'Cheers mate'! Lance Bombardier Ben Parkinson receives MBE
Alastair Stewart
Former ITV News presenter
Investitures are extraordinary days for the folk honoured - from those receiving a BEM right up to the Knights, Dames and, the rarest of rare, Companions of Honour and Order of Merit men and women.
Secrecy surrounds the process. Breathe a word when you get that magic, manilla envelope and you are warned, it will be "game off".
You wait several months before being slotted in at the Palace. You can only take a limited number of guests - your partner and a maximum of two children.
Once there, you are briefed, schooled, rehearsed, kept waiting, put in line, marched, shuffled, made "one among so very many" for what is your personal moment of singular honour.

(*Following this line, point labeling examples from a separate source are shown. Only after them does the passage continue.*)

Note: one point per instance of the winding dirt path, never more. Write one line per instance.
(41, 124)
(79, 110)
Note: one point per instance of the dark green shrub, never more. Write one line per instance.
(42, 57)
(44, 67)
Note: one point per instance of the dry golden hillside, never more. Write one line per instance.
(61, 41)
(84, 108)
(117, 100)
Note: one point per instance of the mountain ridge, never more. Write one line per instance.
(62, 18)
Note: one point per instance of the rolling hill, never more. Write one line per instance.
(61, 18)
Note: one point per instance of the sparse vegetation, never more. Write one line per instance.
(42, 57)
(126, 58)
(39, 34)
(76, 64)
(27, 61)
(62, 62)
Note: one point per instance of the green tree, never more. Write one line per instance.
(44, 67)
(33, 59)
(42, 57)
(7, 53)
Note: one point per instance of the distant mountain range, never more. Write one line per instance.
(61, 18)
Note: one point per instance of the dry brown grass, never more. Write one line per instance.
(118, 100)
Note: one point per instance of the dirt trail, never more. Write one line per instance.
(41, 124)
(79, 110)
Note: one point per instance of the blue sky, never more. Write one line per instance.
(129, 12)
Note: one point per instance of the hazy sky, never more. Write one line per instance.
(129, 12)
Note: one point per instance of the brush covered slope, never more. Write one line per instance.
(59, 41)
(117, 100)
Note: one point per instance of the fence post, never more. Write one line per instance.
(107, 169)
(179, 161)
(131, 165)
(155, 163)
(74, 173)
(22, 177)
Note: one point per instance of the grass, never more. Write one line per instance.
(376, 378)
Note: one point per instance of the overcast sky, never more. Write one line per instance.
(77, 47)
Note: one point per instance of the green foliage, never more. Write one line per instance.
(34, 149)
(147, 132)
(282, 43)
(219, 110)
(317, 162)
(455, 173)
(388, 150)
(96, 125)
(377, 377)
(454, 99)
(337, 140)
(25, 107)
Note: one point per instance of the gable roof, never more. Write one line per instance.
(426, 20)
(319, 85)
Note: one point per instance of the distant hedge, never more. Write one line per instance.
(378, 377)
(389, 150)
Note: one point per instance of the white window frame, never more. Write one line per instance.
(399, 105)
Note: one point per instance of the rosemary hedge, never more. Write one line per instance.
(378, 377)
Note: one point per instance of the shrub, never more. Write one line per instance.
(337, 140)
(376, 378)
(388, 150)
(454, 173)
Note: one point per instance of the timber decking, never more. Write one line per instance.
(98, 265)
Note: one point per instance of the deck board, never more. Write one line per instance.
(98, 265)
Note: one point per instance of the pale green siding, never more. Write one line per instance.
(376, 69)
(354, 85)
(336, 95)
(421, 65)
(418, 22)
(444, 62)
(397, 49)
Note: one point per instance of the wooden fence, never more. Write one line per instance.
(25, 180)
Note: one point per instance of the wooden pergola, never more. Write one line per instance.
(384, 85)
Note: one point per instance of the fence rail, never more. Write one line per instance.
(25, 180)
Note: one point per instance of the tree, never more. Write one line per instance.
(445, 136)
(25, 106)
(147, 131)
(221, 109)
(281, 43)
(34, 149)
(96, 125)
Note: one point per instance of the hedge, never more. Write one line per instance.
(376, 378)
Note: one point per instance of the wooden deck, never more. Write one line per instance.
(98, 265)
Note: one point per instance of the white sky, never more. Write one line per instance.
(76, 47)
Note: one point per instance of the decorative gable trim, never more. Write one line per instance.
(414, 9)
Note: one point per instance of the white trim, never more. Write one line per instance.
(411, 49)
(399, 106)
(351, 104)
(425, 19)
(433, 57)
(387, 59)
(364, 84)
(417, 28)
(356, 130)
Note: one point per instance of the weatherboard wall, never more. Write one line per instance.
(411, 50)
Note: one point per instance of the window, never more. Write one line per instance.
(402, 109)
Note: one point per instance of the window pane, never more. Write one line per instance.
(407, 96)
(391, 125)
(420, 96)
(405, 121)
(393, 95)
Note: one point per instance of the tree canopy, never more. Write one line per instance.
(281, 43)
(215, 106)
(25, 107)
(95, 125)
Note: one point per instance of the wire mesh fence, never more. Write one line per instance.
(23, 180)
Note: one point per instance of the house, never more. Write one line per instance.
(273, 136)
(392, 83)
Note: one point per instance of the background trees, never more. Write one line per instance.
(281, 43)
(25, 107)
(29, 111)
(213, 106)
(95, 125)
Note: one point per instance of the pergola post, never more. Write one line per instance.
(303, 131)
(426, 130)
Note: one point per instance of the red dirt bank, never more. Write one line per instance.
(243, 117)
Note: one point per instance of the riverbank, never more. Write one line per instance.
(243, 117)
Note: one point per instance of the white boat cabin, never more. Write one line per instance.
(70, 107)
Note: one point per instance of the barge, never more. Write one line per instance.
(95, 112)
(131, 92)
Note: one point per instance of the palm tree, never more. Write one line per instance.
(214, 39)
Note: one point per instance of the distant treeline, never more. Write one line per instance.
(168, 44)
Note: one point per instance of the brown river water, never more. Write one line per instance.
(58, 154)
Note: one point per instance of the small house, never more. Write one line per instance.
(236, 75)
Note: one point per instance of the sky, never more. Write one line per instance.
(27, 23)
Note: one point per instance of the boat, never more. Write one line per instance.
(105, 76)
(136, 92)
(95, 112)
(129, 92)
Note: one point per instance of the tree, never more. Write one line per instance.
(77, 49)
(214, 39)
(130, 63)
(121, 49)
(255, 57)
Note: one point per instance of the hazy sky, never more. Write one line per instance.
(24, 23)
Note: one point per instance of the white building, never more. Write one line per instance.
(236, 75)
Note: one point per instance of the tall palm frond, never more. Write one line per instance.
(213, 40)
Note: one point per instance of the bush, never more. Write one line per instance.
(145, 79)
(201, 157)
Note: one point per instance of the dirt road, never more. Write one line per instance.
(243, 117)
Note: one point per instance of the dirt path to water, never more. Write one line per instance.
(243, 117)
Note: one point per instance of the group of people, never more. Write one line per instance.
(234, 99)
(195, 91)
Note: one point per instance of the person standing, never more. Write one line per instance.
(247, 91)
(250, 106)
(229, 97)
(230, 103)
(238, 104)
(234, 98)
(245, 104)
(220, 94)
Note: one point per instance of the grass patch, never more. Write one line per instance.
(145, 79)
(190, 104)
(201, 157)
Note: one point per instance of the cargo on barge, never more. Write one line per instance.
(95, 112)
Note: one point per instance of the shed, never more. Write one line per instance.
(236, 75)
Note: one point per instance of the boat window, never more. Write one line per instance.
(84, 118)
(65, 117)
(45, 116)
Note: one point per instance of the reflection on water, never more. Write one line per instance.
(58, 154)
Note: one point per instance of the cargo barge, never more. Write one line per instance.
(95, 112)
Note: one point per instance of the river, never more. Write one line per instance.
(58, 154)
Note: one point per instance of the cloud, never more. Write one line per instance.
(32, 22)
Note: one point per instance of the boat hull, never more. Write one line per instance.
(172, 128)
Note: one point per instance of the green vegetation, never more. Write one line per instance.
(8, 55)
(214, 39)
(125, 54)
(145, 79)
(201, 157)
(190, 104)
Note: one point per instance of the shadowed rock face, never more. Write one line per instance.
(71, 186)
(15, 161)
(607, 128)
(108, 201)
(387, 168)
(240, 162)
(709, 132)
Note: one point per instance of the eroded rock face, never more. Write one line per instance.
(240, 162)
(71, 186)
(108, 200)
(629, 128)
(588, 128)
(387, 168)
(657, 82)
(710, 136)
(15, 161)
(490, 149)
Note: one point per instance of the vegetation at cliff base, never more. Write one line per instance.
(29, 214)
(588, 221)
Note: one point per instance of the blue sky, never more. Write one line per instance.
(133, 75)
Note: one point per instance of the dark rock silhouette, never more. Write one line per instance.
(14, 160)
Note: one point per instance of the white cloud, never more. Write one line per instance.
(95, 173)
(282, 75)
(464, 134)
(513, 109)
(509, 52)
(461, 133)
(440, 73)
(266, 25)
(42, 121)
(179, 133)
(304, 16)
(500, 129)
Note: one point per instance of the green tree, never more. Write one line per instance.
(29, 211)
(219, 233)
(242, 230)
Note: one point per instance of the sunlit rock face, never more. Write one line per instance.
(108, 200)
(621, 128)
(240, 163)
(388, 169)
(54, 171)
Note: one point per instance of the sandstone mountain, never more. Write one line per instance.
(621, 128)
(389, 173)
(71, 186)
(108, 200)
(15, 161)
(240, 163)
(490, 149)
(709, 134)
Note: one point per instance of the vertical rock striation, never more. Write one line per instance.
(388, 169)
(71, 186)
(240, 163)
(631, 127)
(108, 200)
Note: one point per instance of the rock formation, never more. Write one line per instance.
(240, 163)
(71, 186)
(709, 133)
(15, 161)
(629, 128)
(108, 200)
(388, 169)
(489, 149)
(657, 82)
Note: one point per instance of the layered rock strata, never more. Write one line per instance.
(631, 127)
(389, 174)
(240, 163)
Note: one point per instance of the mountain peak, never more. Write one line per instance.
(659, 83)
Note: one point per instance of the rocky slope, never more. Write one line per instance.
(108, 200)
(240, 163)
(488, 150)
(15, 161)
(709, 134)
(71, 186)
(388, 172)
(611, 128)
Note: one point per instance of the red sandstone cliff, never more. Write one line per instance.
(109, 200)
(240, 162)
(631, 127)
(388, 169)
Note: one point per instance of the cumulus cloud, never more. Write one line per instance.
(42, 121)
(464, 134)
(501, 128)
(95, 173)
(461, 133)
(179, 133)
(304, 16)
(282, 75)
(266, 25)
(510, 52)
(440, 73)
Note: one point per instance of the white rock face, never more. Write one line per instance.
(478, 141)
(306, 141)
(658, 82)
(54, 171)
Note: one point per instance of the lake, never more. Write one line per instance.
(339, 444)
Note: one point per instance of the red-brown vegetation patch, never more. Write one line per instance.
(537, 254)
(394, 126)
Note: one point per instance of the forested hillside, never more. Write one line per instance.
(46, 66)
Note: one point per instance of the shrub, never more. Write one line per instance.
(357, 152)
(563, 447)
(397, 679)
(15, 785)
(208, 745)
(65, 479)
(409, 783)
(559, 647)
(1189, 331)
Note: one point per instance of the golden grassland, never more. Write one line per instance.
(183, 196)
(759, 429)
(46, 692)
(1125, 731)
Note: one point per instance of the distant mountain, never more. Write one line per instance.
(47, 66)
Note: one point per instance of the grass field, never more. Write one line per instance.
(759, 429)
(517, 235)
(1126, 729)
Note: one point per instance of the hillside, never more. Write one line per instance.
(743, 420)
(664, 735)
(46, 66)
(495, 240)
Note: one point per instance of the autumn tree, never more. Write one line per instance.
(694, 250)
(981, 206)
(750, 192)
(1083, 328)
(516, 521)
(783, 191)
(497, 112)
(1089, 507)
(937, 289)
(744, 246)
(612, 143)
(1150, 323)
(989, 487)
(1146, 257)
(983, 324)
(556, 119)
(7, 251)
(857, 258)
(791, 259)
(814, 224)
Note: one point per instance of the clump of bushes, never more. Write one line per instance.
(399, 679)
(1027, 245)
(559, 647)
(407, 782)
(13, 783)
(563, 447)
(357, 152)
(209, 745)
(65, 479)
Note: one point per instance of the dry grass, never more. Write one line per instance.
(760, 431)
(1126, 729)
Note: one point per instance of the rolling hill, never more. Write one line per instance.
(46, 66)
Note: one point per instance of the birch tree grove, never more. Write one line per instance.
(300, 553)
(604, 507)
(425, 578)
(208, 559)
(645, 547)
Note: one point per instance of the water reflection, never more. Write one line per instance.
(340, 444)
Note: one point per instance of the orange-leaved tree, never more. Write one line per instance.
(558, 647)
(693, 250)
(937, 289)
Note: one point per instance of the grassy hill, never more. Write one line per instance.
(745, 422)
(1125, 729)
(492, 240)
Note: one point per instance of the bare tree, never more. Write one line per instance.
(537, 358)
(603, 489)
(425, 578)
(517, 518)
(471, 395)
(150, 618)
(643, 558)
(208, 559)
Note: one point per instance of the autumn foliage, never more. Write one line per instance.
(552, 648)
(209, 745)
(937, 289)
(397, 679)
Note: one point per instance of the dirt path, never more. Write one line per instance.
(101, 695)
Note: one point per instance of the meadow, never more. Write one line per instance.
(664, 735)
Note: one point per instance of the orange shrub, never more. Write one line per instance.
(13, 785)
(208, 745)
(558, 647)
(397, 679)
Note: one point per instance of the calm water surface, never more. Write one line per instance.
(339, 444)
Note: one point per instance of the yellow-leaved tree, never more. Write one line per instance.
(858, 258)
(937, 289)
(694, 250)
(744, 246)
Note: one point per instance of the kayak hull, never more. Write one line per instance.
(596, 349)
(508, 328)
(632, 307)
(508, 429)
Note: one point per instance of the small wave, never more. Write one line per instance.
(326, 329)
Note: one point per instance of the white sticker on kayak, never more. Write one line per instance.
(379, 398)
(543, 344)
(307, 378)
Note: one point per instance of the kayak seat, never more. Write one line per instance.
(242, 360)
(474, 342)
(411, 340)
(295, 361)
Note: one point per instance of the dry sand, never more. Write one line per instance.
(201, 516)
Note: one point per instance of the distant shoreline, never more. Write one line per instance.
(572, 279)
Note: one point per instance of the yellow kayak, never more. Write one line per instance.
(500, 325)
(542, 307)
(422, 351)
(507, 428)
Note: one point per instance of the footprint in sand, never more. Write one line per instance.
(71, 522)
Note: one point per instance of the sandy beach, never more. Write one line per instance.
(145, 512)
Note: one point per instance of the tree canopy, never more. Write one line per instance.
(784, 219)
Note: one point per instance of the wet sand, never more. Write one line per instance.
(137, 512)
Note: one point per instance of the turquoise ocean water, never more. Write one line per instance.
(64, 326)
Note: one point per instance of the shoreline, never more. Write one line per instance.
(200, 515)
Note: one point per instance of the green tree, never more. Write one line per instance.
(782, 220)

The your name is called; you step forward, bow, and pause - as intructed by the splendid Colonel Ross.
Then it is over.
A family lunch or a surfeit of fizz with friends. Or both. Then it is just so many memories - a sparkling medal and a red leather box.
For the Royals, it is part of the routine. 'It is what we do' as George III was made to say in the film 'The Madness of King George', by Alan Bennett, to a truculent Prince of Wales on the steps of St Paul's.
They are briefed by aides; they have a few, very few, well chosen words; there is a mental stop-watch about their Royal person.
All that build-up and wind-down for you - but, for them, a short, sharp exchange with one of what are hundreds.
But they manage to make it matter and make it part of the magic.
Read: Most injured soldier in Afghanistan moved by Prince Charles' MBE 'inspiration' tribute
So, today, Lance Bombardier Ben Parkinson MBE said "cheers, mate" to His Royal Highness the Prince of Wales, Heir Apparent to the Crown of the United Kingdom, Admiral of the Fleet, Field Marshall and Marshal of the Royal Air Force (plus all the Honours his mother has chosen to bestow upon him.)
But Charles extended a hand to Ben's trembling shoulder - a touch of reassurance, a gesture of affection and humanity.
Easy to do, so easy to get wrong.
It was perfect.
I thought it was magic, and reported 'magically' as only Paul Davies can.